Here, tetrabutyl titanate Ti(OBu)4 served as the precursor for TiO2 in each experiment. As morphological regulating agents, hydrofluoric acid (HF) and sodium fluoride (NaF) are used in a straightforward non-aqueous one-pot solvothermal method to produce TiO2-NSs and TiO2-NRs, respectively. The direct alcoholysis of Ti(OBu)4 in ethanol in the presence of hydrofluoric acid (HF) and sodium fluoride (NaF) salt, respectively, yields high-quality anatase nanosheets and brookite nanorods in a completely non-aqueous environment. However, alcoholysis of only TiO2 precursor in ethanol without fluorine precursor resulted in pure nanoparticles (TiO2-NPs) in the absence of a morphology control agent. Subsequently, TiO2 morphology, porous structure, and crystallinity play an important role in the photoelectric conversion efficiency of DSSCs, so we use fluorine, which can enhance the photocatalytic activity and control the particle morphology of TiO2. The structure and morphology of the TiO2-NCs samples grown by the hydrothermal method were investigated using the main TEM, HRTEM, and XRD instruments.

2. Materials and Methods

2.1. Materials

Titanium butoxide (TNBT) or Ti(OBu)4 (Bu = CH2CH2CH2CH3) (Molar mass = 340.32 g/mol) (97%), sodium fluoride (NaF) (99%), hydrofluoric acid [HF] (40 wt%), and anhydrous ethanol (99.8%) were purchased from Sigma-Aldrich.

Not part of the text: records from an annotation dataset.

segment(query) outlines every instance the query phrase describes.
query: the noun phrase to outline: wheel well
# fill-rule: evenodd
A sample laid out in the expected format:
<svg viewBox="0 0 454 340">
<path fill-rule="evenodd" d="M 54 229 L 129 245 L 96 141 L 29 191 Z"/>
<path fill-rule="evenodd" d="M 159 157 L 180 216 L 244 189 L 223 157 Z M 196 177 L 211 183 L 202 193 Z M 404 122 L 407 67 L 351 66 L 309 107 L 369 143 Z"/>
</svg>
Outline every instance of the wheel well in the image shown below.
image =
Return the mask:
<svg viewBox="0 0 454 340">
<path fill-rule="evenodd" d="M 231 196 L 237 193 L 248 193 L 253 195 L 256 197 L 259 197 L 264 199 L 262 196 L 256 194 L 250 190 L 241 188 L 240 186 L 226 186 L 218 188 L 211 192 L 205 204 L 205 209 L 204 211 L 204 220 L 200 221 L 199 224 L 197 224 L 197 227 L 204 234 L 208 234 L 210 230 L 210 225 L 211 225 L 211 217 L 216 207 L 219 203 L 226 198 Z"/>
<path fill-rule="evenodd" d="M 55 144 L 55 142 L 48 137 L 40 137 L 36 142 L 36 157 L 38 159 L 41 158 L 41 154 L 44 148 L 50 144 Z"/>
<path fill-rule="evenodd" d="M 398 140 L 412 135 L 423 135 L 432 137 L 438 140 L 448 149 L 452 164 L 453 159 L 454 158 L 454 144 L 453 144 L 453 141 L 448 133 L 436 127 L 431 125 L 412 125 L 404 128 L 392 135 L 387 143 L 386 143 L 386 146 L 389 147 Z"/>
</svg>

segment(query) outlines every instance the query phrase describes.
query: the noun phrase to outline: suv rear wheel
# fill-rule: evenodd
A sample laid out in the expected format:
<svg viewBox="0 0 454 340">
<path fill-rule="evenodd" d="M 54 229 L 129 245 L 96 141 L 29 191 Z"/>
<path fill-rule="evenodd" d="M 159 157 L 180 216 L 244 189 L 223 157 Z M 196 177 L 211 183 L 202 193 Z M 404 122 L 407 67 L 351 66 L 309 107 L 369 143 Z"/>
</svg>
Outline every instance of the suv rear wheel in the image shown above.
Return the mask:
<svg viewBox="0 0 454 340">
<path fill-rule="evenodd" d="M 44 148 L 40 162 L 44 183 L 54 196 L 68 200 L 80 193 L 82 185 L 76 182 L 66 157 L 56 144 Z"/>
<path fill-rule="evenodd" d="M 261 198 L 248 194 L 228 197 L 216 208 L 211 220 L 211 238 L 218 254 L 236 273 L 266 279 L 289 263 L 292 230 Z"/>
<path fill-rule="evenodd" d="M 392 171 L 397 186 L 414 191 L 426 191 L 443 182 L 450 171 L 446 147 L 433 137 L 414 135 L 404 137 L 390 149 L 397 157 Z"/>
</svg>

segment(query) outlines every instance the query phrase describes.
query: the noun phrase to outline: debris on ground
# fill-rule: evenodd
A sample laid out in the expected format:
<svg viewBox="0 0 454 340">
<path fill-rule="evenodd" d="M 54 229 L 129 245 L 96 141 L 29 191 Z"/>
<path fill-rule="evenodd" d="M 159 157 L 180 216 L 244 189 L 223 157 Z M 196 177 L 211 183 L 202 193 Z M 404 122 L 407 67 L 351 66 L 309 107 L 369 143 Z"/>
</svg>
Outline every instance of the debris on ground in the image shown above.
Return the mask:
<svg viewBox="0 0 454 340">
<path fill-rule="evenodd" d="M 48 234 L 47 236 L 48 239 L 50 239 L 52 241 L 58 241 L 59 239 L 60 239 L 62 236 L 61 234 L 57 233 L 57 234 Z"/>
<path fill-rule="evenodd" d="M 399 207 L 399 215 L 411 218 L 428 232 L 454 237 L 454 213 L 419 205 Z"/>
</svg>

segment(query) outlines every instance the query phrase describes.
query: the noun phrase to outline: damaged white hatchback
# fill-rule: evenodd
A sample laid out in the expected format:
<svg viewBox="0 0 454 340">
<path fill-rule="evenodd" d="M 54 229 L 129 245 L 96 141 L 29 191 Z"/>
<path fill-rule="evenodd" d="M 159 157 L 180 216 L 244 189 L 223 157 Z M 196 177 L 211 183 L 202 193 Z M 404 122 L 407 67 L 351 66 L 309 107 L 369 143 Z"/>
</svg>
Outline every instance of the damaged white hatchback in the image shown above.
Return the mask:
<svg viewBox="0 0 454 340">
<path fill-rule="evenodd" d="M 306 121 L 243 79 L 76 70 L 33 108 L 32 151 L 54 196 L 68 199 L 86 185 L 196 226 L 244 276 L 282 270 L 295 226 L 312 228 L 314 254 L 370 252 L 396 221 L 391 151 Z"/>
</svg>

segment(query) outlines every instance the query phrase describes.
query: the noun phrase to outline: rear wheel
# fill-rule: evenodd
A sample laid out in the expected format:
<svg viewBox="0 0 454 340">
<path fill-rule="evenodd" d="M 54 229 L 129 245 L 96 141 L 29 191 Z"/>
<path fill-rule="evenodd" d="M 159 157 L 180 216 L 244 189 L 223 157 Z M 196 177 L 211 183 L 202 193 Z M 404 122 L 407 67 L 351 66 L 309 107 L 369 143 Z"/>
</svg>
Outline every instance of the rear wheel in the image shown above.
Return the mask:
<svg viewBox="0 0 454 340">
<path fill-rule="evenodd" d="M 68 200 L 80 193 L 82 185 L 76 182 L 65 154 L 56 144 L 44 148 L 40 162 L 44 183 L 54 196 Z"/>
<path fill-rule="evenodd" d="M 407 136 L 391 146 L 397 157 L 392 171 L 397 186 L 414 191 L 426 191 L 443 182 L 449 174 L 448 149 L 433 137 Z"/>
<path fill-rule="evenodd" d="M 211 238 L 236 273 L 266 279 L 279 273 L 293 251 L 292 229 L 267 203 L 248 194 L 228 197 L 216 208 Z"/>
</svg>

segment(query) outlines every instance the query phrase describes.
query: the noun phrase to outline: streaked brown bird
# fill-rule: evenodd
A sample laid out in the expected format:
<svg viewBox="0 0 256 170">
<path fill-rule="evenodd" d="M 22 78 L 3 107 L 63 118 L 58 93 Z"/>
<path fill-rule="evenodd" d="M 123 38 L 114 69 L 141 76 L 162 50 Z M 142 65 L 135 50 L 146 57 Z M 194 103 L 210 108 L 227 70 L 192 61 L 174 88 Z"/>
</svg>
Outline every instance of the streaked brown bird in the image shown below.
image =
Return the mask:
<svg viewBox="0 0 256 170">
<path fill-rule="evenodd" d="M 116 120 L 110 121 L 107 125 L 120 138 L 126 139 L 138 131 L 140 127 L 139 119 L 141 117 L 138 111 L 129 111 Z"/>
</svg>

All chemicals were used directly without further processing. Additionally, Teflon-lined stainless-steel autoclave (Parr Instrument Co., Moline, IL, USA) with a capacity of 45 mL was used.

2.2. Methods

2.2.1. Preparation of Various TiO2 Nanocrystals by Hydrothermal Method

In this work, various NCs structures and morphologies of TiO2 were prepared by hydrothermal method. Hydrothermal synthesis is usually carried out in steel pressure vessels called autoclaves, with or without Teflon lining, under controlled temperature or pressure, where the reaction takes place in aqueous solutions. The temperature can be raised above the boiling point of water so that the pressure of steam saturation is reached. The internal pressure produced is largely determined by the temperature and the amount of solution supplied to the autoclave. This method is widely used in the ceramics industry to produce small particles [38]. Pure anatase TiO2-NPs were produced by alcoholysing TNBT alone in ethanol, whereas anatase TiO2-NS and high-purity brookite TiO2-NRs required the addition of either HF and NaF, respectively. The possible growth mechanism is discussed accordingly. The mixture of TiO2 precursor and a morphology control agent is then placed in an electric oven at 180 °C for 24 h. The atomic ratio of fluorine to titanium (F:Ti) was maintained at 1:1 for the reaction described above. After completion of the solvothermal reaction, the autoclave was allowed to cool naturally to room temperature. The white, single-crystalline TiO2 NCs precipitate was collected, washed three times with ethanol and distilled water, and separated by high-speed centrifugation. It was then dried in an oven at 60 °C for about 6 h [39] without the need to calcined at high temperature. Scheme 1 below describes the TiO2-NCs growth pathway for TiO2-NSs, TiO2-NRs, and TiO2-NPs.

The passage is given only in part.